How do you patch the broken pieces of this dreadful truth?

I can barely see the road as tears just went streaming down my face. I was asking God to enlighten me. How do I move on? How do I rid myself of such a heavy heart? My life as a married woman is over. I really wanted to establish “us” somewhere far from here. Because I can’t make him choose us, I can’t make him choose me.

If we stay, every day he would grow further and further away from me. Our children would grow up seeing that their parents have a growing hatred towards each other. My son would grow up knowing that it’s okay to hurt his wife as long as he is able to put food on the table. My daughter would grow up accepting that wives have no voice in a marriage.  I would live my nightmares every day until the day I die.



Image Credit  to Health Central
If we leave, he would blame me for it and he would live his nightmares until the day he dies.

So, the question still remains, how do you stay? Why will you stay?

If the Church would be able to understand that God can only do so much, that men still have the ability to decide and the capability to choose, then nullifying a marriage contract should not be tedious, difficult and expensive.

Women would still continue bearing the cross of staying in a dying relationship. I personally do not intend to keep him in my life, especially now that I know that his problem is me.
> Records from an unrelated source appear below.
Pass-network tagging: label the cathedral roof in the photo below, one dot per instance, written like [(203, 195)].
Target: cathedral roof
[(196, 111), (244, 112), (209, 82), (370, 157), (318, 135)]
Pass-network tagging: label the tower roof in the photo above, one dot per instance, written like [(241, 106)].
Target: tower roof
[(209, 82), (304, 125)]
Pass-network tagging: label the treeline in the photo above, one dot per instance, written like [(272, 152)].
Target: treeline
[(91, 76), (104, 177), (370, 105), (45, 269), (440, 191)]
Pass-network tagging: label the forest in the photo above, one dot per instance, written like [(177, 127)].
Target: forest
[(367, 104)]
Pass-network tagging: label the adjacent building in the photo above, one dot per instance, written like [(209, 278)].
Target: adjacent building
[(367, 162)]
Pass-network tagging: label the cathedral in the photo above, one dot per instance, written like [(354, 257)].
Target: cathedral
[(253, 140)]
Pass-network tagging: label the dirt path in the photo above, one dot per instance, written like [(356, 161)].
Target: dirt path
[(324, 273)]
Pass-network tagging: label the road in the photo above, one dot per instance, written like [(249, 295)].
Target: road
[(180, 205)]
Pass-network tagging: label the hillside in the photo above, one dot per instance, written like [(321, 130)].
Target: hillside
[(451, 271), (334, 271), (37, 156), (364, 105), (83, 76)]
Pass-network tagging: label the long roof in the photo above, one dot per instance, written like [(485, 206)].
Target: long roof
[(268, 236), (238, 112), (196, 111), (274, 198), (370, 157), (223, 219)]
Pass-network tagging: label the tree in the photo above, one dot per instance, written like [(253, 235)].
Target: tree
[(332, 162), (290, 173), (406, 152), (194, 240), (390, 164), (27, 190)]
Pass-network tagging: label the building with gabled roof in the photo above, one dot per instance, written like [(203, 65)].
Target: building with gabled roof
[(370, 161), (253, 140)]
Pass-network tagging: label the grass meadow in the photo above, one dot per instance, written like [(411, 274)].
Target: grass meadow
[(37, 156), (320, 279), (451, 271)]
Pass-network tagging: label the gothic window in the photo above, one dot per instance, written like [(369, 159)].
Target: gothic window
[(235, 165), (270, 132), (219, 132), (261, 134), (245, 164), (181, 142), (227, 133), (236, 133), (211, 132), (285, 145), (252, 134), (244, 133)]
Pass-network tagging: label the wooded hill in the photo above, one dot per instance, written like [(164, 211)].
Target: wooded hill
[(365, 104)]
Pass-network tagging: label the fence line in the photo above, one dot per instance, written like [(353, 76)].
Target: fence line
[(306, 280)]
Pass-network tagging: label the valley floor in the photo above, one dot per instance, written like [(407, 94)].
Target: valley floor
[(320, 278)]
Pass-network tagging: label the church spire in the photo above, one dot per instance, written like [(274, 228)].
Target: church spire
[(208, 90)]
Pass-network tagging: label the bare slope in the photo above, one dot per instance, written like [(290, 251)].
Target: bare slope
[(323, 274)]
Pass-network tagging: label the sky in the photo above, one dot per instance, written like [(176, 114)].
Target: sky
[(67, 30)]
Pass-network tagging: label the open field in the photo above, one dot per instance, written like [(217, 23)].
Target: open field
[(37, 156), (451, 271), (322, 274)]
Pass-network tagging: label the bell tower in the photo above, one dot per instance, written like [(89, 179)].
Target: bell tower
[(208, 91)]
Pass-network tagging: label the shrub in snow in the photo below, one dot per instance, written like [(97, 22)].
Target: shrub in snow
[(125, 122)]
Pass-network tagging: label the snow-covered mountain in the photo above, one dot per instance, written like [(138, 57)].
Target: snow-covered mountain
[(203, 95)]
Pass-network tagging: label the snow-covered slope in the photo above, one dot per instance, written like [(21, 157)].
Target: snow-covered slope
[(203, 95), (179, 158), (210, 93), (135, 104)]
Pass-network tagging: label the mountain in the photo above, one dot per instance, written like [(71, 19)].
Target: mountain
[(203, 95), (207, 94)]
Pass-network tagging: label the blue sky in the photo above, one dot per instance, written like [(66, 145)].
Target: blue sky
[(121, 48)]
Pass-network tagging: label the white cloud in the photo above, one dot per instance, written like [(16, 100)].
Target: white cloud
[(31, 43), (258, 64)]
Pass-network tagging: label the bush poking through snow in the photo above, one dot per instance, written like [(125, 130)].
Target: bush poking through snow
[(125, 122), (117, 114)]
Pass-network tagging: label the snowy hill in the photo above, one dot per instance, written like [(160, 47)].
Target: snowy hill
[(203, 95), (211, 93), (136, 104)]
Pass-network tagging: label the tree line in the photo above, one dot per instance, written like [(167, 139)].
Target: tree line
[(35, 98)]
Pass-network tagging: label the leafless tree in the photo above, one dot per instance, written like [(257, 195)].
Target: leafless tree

I envy the birds. They are free. They can fly away whenever they want. I envy other creatures who are given the ability to choose what is best for them. Right now, I don’t know if I can ever mend this broken heart. I don’t know if I can stay in this very abusive environment. My mind, my soul and my body could only take so much beating. Sometimes, I envy the dead, for they don’t have to worry about their heart breaking over and over again.